黑衣人眼神冷漠,腳步停在龍君陽的面前,雙手直接觸碰到了龍君陽的衣袖上。

“宋青蘿!老子以後回了北唐繼承了皇位,給你……給你一半江山!”

龍君陽見黑衣人觸碰到的衣袖,在這一瞬間,立馬就變成了黑色,被腐蝕掉了,這多多少少是讓龍君陽有些心驚當膽顫的,畢竟這麼霸道的劇毒還是第一次見。
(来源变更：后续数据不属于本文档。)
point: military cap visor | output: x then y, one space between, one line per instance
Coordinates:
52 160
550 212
這黑衣人能夠把這麼霸道的毒,壓抑了那麼久也不是一件容易的事情。

嗯?

這麼好?

聞言,宋青蘿急忙拉著了黑衣人的肩膀,滿臉訕笑:“還是我來拿吧。”

黑衣人盯著她看了片刻,腳步頓住,下巴稍稍的抬了抬,示意她現在過去。

宋青蘿走到龍君陽跟前,龍君陽咽了咽口水警惕的瞪著她,宋青蘿輕笑著伸手道:“你告訴我你把那什麼地圖藏哪裡了?給也是死不給也是死,你何必?”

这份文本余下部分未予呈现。